Année 2002


British Energy retourne dans le giron de l'Etat au prix fort

Yahoo! Finance - Reuters, Londres, 28 novembre 2002

Adresse originale : http://fr.biz.yahoo.com/021128/85/2vcym.html

[Mise en ligne le 29/11/2002]

Le producteur d'énergie nucléaire British Energy, entreprise publique privatisée en 1996, est revenu jeudi indirectement dans le giron de l'Etat en obtenant une aide qui permet à ce dernier de contrôler plus de 65% de ses revenus et coûtera au contribuable de 150 à 200 millions de livres sterling chaque année pendant dix ans.

Avec une perte de 518 millions de livres prévue cette année et une autre de 479 millions en 2001, l'entreprise, qui fournit à la Grande-Bretagne plus du cinquième de son électricité, doit 1,2 milliard de livres à ses créanciers, dont 408 millions de livres d'obligations en circulation, avec 110 millions remboursables l'an prochain.

Sa restructuration se concrétisera par l'émission de 700 millions de livres d'obligations et d'actions nouvelles, en échange des obligations existantes. Ceci aura pour conséquence de ramener entre 5% et 10% la participation des 224.000 petits actionnaires actuels.

Ils se verront proposer 425 millions de livres d'obligations nouvelles, mais à très longue échéance, certaines jusqu'à 2035. L'Etat pour sa part, via une agence ad hoc, recevra 275 millions d'obligations.

"C'est mieux que rien. Au moins, ce n'est pas le dépôt de bilan. Mais les actionnaires y perdent énormément de toute façon", commente l'un d'eux, Malcolm Tracey.

Quant aux détenteurs d'obligations, ils seront remboursés au mieux à 50%.

L'actuel président Robin Jeffrey sera remplacé par Andrian Montague, un ancien haut fonctionnaire devenu vice-président de Network Rail, l'entreprise publique qui a pris le relais de l'ex-privatisée Railtrack qui a fait faillite.

"La priorité du gouvernement est d'assurer la sécurité de l'approvisionnement en électricité. Cette pragmatique restructuration devrait atteindre ce but", a déclaré dans un communiqué le ministère du Commerce et de l'Industrie.

British Energy va également renégocier le contrat de traitement des déchets de 300 millions de livres par année qui le lie à l'entreprise publique BNFL, et stocker davantage ses déchets plutôt que de les retraiter. British Energy est le premier client de BNFL.

British Energy emploie 5.200 personnes en Grande-Bretagne et 3.000 au Canada. Sur le territoire national, il possède huit réacteurs nucléaires d'une capacité totale de 9.600 mégawatts ainsi qu'une centrale au charbon de 2.000 mégawatts.
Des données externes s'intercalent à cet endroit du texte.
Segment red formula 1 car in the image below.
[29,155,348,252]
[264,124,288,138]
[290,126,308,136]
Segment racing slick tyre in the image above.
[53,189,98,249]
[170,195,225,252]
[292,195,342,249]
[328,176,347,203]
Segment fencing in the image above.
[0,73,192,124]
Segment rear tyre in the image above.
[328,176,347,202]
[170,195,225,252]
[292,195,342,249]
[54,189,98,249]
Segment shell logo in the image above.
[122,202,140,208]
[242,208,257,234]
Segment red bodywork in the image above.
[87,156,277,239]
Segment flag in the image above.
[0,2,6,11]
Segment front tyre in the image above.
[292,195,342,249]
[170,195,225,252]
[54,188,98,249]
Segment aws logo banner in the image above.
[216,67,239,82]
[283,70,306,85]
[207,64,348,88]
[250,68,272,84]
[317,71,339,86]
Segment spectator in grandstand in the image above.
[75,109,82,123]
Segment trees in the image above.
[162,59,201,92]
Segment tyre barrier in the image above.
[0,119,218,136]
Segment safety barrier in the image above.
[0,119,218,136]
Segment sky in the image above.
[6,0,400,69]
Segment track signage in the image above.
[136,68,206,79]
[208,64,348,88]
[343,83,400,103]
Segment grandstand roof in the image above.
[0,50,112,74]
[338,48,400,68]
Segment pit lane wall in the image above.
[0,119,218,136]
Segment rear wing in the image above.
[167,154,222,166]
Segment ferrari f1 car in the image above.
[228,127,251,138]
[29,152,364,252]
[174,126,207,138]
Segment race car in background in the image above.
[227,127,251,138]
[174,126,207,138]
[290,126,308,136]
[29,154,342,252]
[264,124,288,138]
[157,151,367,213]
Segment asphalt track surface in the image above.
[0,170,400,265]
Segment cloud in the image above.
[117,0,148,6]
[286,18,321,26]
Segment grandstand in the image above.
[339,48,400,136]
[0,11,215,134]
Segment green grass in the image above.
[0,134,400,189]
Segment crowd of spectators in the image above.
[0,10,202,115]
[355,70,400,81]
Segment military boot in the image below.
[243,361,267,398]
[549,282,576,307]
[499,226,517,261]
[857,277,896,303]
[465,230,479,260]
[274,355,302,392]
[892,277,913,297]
Ces établissements, déficitaires, représentent 75% de ses ventes.

Les seules opérations rentables sont aux Etats-Unis et au Canada. L'entreprise projette de vendre ces actifs, dont une participation de 82% dans la centrale nucléaire de Bruce Power, dans le sud-ouest de l'Ontario.

UNE DEBÂCLE COMME CELLE DE RAILTRACK?

Avec le souvenir récent de la débâcle de Railtrack, qui a coûté 16 milliards de livres à l'Etat, les critiques ne manquent pas. Pour Emma Gibson, de Greenpeace, "cette décision, alors que le marché de l'électricité est engorgé, entravera le développement d'énergies propres qui pourraient répondre dix fois à nos besoins et créer des milliers d'emplois".
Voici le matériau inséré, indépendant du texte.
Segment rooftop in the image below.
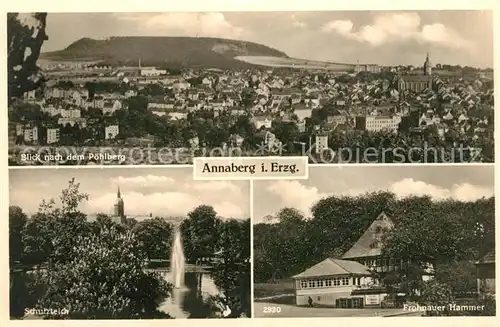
[342,212,394,259]
[292,258,371,278]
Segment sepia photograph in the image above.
[9,167,251,320]
[252,165,496,318]
[7,10,494,166]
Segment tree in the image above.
[133,217,174,259]
[33,227,171,319]
[9,206,28,265]
[7,13,48,103]
[211,219,251,318]
[181,205,218,261]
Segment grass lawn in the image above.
[254,280,295,299]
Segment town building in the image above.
[104,125,120,140]
[23,126,38,143]
[354,61,382,74]
[111,187,127,224]
[397,54,432,93]
[141,67,167,77]
[47,128,61,144]
[356,116,401,133]
[315,134,328,154]
[476,249,495,297]
[293,212,432,308]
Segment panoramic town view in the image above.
[253,165,496,318]
[9,168,251,319]
[8,11,494,165]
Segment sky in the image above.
[38,10,493,68]
[253,165,494,224]
[9,167,250,219]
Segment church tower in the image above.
[113,187,125,223]
[424,52,432,76]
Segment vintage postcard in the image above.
[253,165,496,318]
[7,10,494,166]
[0,0,499,327]
[9,168,251,319]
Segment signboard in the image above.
[365,294,380,305]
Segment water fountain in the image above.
[170,228,186,289]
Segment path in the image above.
[254,302,422,318]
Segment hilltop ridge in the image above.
[40,36,288,69]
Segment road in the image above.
[254,302,422,318]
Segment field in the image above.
[235,56,354,71]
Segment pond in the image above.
[159,272,220,318]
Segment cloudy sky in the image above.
[9,168,250,218]
[253,165,494,223]
[43,10,493,67]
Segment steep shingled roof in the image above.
[342,212,394,259]
[292,258,371,278]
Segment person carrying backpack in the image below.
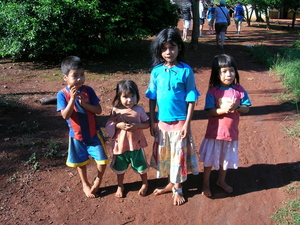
[234,1,244,34]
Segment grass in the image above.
[249,41,300,225]
[271,185,300,225]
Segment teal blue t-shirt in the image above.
[145,62,200,122]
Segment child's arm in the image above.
[207,103,249,116]
[180,102,195,139]
[78,93,102,114]
[149,99,156,137]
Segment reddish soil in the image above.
[0,20,300,225]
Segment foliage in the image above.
[271,192,300,224]
[44,139,66,158]
[248,44,273,68]
[24,152,40,170]
[271,48,300,105]
[0,0,178,58]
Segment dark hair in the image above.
[61,55,84,75]
[209,54,240,87]
[112,79,140,106]
[150,28,185,68]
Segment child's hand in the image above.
[116,122,132,131]
[150,122,157,137]
[70,86,79,99]
[180,125,189,139]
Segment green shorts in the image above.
[110,148,148,174]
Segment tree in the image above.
[0,0,178,58]
[190,0,199,50]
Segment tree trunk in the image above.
[245,6,253,27]
[189,0,199,50]
[292,9,297,30]
[264,8,270,30]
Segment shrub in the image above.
[0,0,178,58]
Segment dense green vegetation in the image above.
[0,0,178,58]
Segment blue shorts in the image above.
[66,131,108,167]
[234,18,243,24]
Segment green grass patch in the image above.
[271,184,300,225]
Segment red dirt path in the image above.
[0,20,300,225]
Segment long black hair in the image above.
[112,79,140,106]
[209,54,240,87]
[150,28,185,68]
[61,55,84,76]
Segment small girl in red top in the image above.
[199,54,251,197]
[106,79,149,198]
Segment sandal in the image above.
[172,187,185,206]
[172,187,182,195]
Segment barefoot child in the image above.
[57,56,108,198]
[199,54,251,197]
[106,79,149,198]
[146,28,200,205]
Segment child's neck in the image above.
[164,60,178,68]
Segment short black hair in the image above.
[61,55,84,75]
[112,79,140,106]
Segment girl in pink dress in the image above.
[106,79,149,198]
[199,54,251,197]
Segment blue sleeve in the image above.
[185,68,200,102]
[56,91,68,112]
[145,68,157,100]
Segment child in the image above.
[57,56,108,198]
[106,79,149,198]
[145,28,200,205]
[200,54,251,197]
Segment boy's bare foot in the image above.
[153,183,174,195]
[115,186,124,198]
[201,183,212,197]
[172,187,185,205]
[138,184,148,196]
[91,177,100,197]
[216,181,233,193]
[83,184,95,198]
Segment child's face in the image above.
[220,67,235,87]
[161,42,179,66]
[63,68,85,89]
[120,93,136,108]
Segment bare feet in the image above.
[115,186,124,198]
[216,181,233,193]
[153,183,174,195]
[172,187,185,205]
[138,184,148,196]
[201,182,212,197]
[83,184,95,198]
[91,177,100,197]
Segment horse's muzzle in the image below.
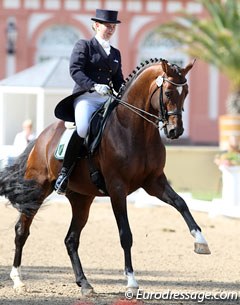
[164,125,184,140]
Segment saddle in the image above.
[54,97,118,160]
[54,97,118,196]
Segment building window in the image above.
[36,25,80,62]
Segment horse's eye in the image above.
[165,91,172,100]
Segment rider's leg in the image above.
[55,92,108,194]
[54,130,84,195]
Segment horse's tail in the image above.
[0,141,41,215]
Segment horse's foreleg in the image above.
[10,214,34,292]
[65,193,93,295]
[111,196,138,292]
[145,174,211,254]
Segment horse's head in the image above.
[151,60,194,139]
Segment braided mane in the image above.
[118,58,180,97]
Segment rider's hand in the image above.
[94,84,111,95]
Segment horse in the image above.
[0,59,210,295]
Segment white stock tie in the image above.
[101,40,111,55]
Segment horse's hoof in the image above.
[81,287,96,297]
[125,287,139,299]
[13,284,27,294]
[194,243,211,254]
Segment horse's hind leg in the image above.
[111,191,138,293]
[10,213,34,292]
[144,174,211,254]
[65,192,94,295]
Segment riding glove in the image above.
[94,84,111,95]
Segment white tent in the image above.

Pour Tim Yeo, porte-parole du parti conservateur sur les questions commerciales et industrielles, "ce sont les actes et négligences du gouvernement qui ont provoqué les difficultés de British Energy. Sa gestion de cette crise est néfaste pour le contribuable et rend encore plus floue sa politique en matière d'énergie".

L'aide de l'Etat a reçu l'aval de la Commission européenne mercredi à la condition qu'elle n'excède pas 899 millions de livres avec une rallonge éventuelle de 276 millions dans certains cas bien définis. La Commission exige de voir le plan de restructuration d'ici six mois, que l'argent emprunté soit remboursé aux taux du marché et exclut que les crédits obtenus puissent servir à accroître les capacités de production de la compagnie.

La Bourse a hurlé. L'action a clôturé en baisse de 55,57% à 701,4 pence.